Background & Objective: Gestational trophoblastic neoplasia contains a group of abnormal trophoblastic tumors including hydatidiform moles (partial and complete) and non-molar trophoblastic neoplasms (invasive mole, choriocarcinoma, placental site trophoblastic tumor). The incidence is 1-2 per 1000 deliveries both in the United States and Europe. The aim of this study was to prove the noninferiuority and safety of misoprostol use in cervical ripening in patient with molar pregnancy.

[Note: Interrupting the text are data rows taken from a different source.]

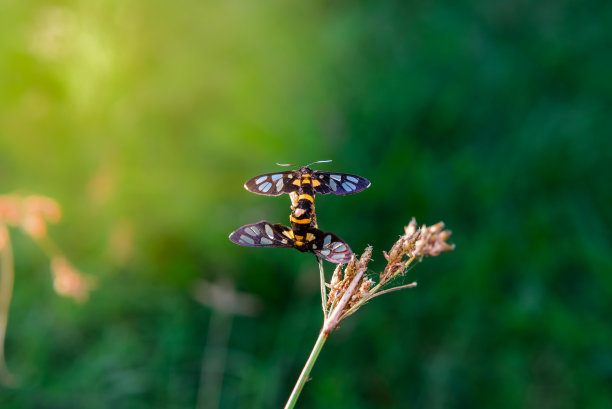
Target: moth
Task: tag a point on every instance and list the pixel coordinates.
(265, 234)
(302, 185)
(322, 183)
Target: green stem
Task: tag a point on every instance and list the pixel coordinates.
(323, 288)
(297, 389)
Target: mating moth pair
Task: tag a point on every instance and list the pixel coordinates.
(302, 185)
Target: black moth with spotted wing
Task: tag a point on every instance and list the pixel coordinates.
(264, 234)
(274, 184)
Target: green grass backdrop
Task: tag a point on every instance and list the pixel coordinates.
(144, 119)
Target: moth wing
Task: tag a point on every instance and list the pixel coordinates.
(262, 234)
(273, 184)
(330, 247)
(338, 183)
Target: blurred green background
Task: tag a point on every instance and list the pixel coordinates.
(144, 119)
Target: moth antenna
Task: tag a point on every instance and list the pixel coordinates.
(320, 161)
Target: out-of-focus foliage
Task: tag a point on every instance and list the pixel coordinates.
(144, 118)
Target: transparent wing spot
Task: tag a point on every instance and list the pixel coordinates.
(265, 186)
(246, 239)
(339, 247)
(252, 231)
(327, 240)
(269, 231)
(348, 186)
(333, 185)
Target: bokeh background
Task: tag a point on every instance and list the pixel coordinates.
(143, 119)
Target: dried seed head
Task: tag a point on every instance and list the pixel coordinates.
(432, 241)
(412, 228)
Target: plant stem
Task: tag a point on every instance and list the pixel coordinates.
(323, 289)
(297, 389)
(7, 277)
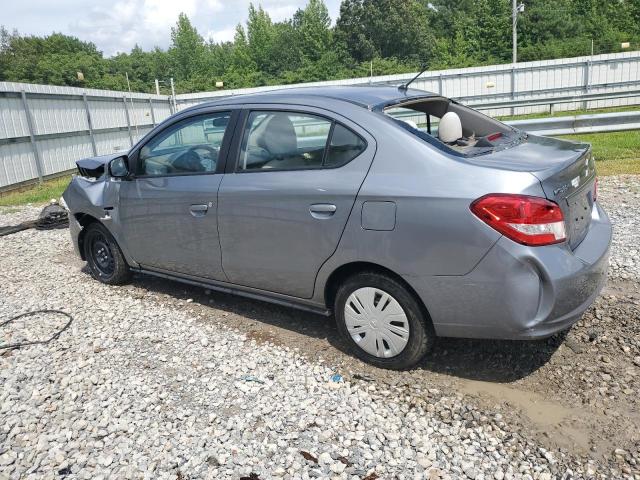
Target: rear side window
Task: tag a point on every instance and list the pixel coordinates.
(276, 140)
(345, 146)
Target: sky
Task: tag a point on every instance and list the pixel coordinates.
(117, 25)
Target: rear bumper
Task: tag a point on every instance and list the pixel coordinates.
(518, 292)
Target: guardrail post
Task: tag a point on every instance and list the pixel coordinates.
(587, 80)
(153, 115)
(32, 137)
(90, 124)
(126, 111)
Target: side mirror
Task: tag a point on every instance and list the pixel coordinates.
(119, 167)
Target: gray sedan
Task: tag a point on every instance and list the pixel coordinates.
(405, 214)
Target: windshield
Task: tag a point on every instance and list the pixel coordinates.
(454, 127)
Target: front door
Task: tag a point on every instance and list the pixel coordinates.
(283, 207)
(168, 211)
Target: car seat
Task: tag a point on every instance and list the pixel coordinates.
(450, 128)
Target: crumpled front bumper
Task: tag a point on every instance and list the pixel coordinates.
(520, 292)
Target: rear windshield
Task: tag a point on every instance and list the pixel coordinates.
(476, 134)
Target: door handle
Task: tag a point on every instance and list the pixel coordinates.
(322, 210)
(198, 210)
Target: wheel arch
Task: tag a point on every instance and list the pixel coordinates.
(340, 274)
(84, 219)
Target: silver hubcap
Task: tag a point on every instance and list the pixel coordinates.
(376, 322)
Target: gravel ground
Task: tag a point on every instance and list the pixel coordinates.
(159, 380)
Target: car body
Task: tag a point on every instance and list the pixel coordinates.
(291, 229)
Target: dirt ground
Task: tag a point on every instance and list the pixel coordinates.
(577, 391)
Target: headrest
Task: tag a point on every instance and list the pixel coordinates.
(279, 137)
(450, 128)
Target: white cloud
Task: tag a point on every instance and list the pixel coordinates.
(116, 26)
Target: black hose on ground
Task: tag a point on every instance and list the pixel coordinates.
(51, 217)
(13, 346)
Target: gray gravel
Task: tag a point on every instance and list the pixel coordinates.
(141, 387)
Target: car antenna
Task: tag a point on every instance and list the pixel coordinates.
(405, 86)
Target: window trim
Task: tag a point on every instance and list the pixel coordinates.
(241, 128)
(234, 113)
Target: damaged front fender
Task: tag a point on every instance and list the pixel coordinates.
(95, 199)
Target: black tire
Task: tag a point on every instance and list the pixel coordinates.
(421, 333)
(104, 257)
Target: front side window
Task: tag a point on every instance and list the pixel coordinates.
(284, 141)
(187, 147)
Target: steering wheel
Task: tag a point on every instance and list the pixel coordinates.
(190, 161)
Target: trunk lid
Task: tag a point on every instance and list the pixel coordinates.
(566, 171)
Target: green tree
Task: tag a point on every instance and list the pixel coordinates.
(187, 49)
(312, 25)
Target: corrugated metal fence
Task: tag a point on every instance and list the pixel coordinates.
(482, 86)
(45, 129)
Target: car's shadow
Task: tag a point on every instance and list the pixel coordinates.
(486, 360)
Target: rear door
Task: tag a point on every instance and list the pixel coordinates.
(284, 203)
(168, 210)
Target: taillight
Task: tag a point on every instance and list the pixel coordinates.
(527, 220)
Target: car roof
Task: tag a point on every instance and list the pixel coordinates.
(372, 97)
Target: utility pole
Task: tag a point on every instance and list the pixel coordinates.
(517, 8)
(515, 31)
(173, 95)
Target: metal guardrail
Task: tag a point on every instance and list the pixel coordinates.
(604, 122)
(550, 101)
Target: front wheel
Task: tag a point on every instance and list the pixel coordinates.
(104, 257)
(382, 321)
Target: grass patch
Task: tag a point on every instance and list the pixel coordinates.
(38, 194)
(617, 153)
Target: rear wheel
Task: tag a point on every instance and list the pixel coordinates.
(104, 257)
(382, 321)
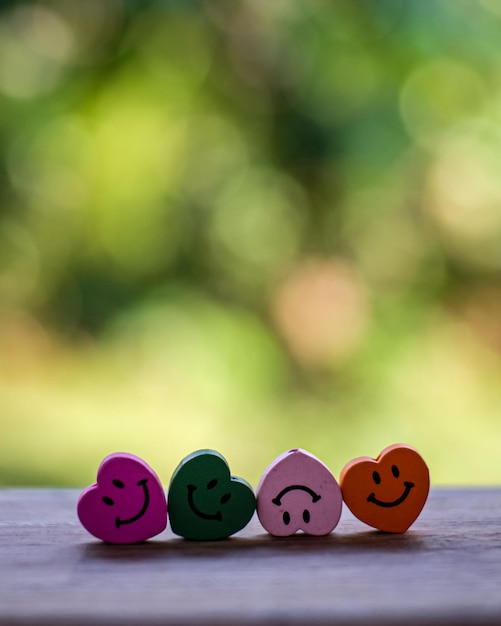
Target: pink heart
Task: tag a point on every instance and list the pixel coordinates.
(298, 492)
(127, 504)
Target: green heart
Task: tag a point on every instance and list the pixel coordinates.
(205, 502)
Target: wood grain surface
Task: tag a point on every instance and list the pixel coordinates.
(445, 570)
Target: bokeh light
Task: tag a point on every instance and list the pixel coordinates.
(249, 226)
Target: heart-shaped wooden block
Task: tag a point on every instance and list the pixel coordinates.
(389, 492)
(298, 492)
(127, 504)
(205, 502)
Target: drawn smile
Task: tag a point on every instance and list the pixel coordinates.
(408, 486)
(314, 496)
(121, 522)
(216, 516)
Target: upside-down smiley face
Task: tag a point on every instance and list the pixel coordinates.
(389, 492)
(298, 492)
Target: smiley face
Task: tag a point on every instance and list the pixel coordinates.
(205, 502)
(127, 504)
(389, 492)
(298, 492)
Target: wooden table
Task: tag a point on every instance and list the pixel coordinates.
(445, 570)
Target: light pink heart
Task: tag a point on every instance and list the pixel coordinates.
(127, 504)
(298, 492)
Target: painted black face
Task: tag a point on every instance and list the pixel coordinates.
(376, 477)
(315, 497)
(146, 502)
(217, 515)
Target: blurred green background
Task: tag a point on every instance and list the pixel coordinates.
(249, 225)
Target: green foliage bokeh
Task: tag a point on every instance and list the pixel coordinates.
(249, 225)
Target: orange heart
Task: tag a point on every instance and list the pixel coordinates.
(389, 492)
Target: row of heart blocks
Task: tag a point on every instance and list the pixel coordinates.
(297, 492)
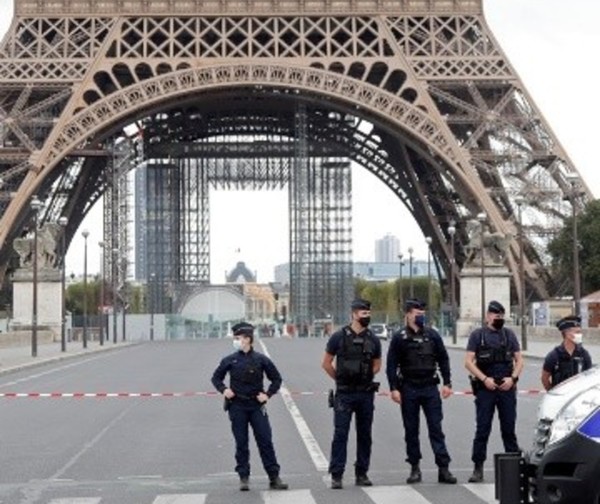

Materials & Methods: This retrospective cohort study was performed on 150 women with molar pregnancy referred to Firuzgar and Mirza-koochack-khan hospitals in Tehran, between 2006 and 2013. We defined group 1 as 100 patients without Misoprostol pretreatment and group 2 as 50 patients with Misoprostol pretreatment. There was no significant difference in the number of complete or partial mole between the two groups. They were followed by serum ß-hCG level and if it became plateaued in 4 measurements or rose more than 10% in 3 measurements in a period of three weeks, would be defined as persistent.
Results: We found no significant difference of maternal age, fundal height, gestational age, gravity, parity, number of previous abortions and prevalence of complete and partial moles between the two groups. A total of 27 (27%) patients in non-Misoprostol group and 5 (10%) patients in Misoprostol group developed Persistent GTN (P<0.05). We observed no case of trophoblastic embolism in the misoprostol group.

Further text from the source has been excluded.